Overall, the results shown in Table 1 confirm that each cultivar has a specific set of volatile markers: esters (compounds 1 to 23) for Alicante Bouschet, terpenes and aromatic alcohols (compounds 48, 54, to 56) for Touriga Nacional, and aldehydes (compounds 57, 58, and 59) for Trincadeira. These findings align with previous reports on the chemical basis of varietal typicity but extend the knowledge to young Alentejo wines across multiple consecutive vintages [19,20]. The significant Year effect underscores the influence of climate and viticultural conditions on aroma profiles, emphasizing the importance of vintage characterization for PDO valorization. It should be noted that the 77 VOCs reported correspond to a subset of analytically robust compounds detected consistently across the five harvests and that meet strict identification criteria (mass spectral quality, reproducible triplicate detection, and reliable retention index behavior). Although GC×GC-ToFMS created a larger number of deconvoluted raw features, only those reliably identified VOCs were retained for annotation. From this identified subset, only compounds that showed statistically significant effects in MANOVA were used in the multivariate modeling of Variety Effect and Harvest Effect (CDA), as specified in the Section 3.5. In contrast, the heat maps presented in Section 2.3 include all terpenes and all identified C13-norisoprenoids, regardless of their statistical significance, since their purpose was to illustrate general distribution patterns and trends in relative abundance between varieties and harvests, rather than to perform inferential tests.

2.2. Canonical Discriminant Analysis (CDA)

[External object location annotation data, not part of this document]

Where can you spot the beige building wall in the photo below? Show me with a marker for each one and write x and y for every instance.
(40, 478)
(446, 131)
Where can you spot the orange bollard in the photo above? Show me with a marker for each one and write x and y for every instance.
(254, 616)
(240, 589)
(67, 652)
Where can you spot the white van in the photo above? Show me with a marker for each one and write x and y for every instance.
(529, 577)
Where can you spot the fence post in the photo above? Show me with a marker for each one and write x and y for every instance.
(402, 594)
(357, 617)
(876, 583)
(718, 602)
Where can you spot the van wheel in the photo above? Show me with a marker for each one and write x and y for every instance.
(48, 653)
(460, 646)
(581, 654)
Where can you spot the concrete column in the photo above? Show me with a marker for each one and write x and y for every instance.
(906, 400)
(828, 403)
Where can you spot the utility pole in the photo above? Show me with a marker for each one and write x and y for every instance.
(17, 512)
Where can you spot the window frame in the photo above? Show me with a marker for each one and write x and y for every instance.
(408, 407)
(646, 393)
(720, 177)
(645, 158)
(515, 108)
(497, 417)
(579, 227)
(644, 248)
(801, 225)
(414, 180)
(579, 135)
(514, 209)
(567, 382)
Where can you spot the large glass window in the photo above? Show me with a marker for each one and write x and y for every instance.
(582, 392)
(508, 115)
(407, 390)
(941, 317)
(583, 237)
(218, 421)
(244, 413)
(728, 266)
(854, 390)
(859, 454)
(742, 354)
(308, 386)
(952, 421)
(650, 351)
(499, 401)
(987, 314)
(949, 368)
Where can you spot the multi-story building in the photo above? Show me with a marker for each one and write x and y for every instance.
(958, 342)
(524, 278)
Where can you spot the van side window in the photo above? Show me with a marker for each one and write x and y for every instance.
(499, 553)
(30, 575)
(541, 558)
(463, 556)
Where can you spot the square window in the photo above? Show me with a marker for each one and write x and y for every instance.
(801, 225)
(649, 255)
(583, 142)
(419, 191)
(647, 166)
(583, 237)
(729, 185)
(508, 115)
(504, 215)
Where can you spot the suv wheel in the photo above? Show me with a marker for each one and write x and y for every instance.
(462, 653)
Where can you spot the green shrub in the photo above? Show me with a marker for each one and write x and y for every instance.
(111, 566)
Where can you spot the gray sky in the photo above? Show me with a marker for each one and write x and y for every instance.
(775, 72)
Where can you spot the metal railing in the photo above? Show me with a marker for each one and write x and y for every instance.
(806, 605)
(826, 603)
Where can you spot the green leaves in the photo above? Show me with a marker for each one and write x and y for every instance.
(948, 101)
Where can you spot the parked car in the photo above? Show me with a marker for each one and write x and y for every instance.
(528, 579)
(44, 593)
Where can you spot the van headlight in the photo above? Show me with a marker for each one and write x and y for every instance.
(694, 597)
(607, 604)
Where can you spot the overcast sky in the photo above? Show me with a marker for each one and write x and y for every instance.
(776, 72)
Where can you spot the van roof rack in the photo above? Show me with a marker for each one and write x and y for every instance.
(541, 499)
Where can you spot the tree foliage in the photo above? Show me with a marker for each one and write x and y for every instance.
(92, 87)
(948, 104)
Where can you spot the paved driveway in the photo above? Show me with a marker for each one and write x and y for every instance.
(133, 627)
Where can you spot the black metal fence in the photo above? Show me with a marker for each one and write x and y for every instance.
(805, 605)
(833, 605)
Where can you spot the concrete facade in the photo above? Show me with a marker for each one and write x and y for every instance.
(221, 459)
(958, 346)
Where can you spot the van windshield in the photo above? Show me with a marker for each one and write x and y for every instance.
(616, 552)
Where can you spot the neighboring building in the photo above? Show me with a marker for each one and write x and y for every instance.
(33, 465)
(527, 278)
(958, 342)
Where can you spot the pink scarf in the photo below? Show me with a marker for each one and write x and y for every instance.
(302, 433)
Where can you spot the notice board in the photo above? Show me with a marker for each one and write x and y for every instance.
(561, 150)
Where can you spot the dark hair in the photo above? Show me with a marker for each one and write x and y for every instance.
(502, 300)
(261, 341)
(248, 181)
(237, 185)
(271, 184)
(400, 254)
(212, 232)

The canonical discriminant analysis (CDA) was performed to evaluate the ability of volatile organic compounds (VOCs) to discriminate between samples based on vintage year and variety. This multivariate approach is widely used in wine research because it simultaneously integrates the variability of multiple volatile classes, creating discriminant functions that maximize separation between predefined groups [10,21,22]. Each discriminant function was evaluated for its statistical significance in terms of Wilks’ lambda factor. The range of Wilks’ lambda is from 1 (zero discrimination power) to 0 (perfect discrimination power).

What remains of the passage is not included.